The following observation by Rabbi Abraham Isaac Kook (in The Lights of Penitence, Lights of Holiness, the Moral Principles, Essays, Letters, and Poems) can serve as a description of the proper intent of the Spiritual PhytoEssencing blender: “All that is required by study is only a profound strategy as to how to draw on what is hidden in the heart, in the depths of the soul, one’s inner understanding, from the knowledge within. Knowledge in our inner being continues to stream forth. It creates, it acts.
The higher creative individual does not create. He only transfers. He brings vital, new light from the higher source whence originality emanates to the place where it has not previously been manifest, from the place that ‘no bird of prey knows, nor has the falcon’s eye seen it.’ (Job 28:7)…’that no man has passed, nor has any person inhabited it.’ (Jer. 2:6). And with the emergence of such greatness of the self, there is fashioned the faithful ear, the listening heart.”
Similarly, if one substitutes the word blender for carpenter, and blend for musical stand, and oils for tree, the following anecdote related by the ancient Taoist philosopher Chuang Tzu can serve to further refine the intent of the Spiritual PhytoEssencing blender.
“Ch’ing, the chief carpenter, was carving wood into a stand for musical instruments. When finished, the work appeared to those who saw it as though of supernatural execution; and the Prince of Lu asked him, saying, ‘What mystery is therein your art?’

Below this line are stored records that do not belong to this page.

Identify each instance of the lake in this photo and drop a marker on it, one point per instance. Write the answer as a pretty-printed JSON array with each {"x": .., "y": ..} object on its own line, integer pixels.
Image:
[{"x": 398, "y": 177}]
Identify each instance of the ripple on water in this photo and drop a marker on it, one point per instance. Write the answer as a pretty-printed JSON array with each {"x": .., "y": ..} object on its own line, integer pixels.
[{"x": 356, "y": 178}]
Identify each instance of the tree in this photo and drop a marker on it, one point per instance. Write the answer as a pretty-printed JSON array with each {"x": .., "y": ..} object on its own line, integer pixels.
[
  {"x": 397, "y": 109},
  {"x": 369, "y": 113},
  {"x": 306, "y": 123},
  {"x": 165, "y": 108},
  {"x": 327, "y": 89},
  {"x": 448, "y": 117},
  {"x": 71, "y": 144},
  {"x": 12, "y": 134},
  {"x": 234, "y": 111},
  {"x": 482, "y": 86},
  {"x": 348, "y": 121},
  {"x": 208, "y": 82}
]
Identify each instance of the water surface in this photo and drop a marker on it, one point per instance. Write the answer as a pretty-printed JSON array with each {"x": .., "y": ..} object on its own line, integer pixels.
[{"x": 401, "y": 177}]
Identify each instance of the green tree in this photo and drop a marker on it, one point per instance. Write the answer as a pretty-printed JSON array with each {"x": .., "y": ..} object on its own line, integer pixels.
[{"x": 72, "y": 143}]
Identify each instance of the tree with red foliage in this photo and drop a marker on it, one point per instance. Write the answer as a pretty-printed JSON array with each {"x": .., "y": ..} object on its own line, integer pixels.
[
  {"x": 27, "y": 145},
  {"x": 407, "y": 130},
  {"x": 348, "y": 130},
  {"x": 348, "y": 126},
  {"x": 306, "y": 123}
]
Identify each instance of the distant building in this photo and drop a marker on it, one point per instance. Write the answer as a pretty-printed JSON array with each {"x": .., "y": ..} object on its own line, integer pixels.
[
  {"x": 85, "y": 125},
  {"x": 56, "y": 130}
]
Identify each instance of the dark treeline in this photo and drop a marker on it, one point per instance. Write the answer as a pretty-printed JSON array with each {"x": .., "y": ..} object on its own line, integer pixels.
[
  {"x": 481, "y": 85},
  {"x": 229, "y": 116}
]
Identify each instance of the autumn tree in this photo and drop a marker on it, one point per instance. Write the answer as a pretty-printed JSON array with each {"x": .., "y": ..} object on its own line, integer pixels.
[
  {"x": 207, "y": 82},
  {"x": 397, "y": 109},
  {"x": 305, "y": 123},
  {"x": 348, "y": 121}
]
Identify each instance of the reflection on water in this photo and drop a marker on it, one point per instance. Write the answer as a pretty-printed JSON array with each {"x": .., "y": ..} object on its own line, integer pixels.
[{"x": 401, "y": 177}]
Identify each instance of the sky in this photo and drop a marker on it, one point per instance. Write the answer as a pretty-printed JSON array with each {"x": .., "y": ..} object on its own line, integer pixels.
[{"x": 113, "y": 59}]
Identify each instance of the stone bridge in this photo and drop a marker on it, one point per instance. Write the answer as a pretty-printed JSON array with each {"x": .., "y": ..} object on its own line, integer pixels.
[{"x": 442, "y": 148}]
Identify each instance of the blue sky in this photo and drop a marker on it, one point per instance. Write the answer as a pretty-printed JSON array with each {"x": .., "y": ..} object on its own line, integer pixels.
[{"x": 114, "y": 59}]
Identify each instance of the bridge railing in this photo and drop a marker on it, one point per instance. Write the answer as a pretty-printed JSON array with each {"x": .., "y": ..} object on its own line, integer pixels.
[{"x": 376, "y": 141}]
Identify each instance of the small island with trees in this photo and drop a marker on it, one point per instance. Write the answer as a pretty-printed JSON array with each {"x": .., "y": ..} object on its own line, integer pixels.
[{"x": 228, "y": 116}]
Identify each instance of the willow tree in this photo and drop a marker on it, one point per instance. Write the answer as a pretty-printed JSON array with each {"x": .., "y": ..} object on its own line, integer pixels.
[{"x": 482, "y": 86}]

” ‘No mystery, Your Highness,’ replied Ch’ing. ‘And yet there is something. When I am about to make such a stand, I guard against any diminution of my vital power. I first reduce my mind to absolute quiescence. Three days in this condition and I become oblivious of any reward to be gained.
” ‘Five days, and I become oblivious of any fame to be acquired. Seven days, and I become unconscious of my four limbs and my physical frame. Then with no thought of the royal court present in my mind, my skill becomes concentrated, and all disturbing elements from without are gone.
” ‘I enter some mountain forest and search for a suitable tree. The tree contains the form required, which is afterwards elaborated. I see the musical stand in my mind’s eye and then set to work. Beyond that there is nothing.
” ‘I bring my own native capacity into relation with that of the wood. What was suspected to be of supernatural execution in my work was due only to this.’ “
The Intent of the Person Using the Custom Blend
A well-crafted custom blend initiates realignment within the organization of the soul that encourages the ingress of a guiding higher light. This illuminates the pathway of choices and decisions one must make in order to achieve wholeness of being. Clearly, what is required of the person for whom the blend has been prepared is to surrender to the superior understanding that streams downward from the higher soul and informs everyday rational consciousness.
Within the context of this discussion, the following observation by the Catholic theologian Francois de Sales (1567-1622), can serve as counsel to those who are experiencing a finely rendered Spiritual PhytoEssencing custom blend: “When the favorable gale of God’s grace swells the sails of the soul, it is in our power to refuse consent and thereby hinder the effect of the wind’s favor; but when our spirit sails along and makes its voyage prosperously, it is not we who make the gale of inspiration blow for us, nor we who make our sails swell with it, nor we who give motion to the ship of our heart; but we simply receive the gale, consent to its motion and let our ship sail under it, not hindering it by our resistance.”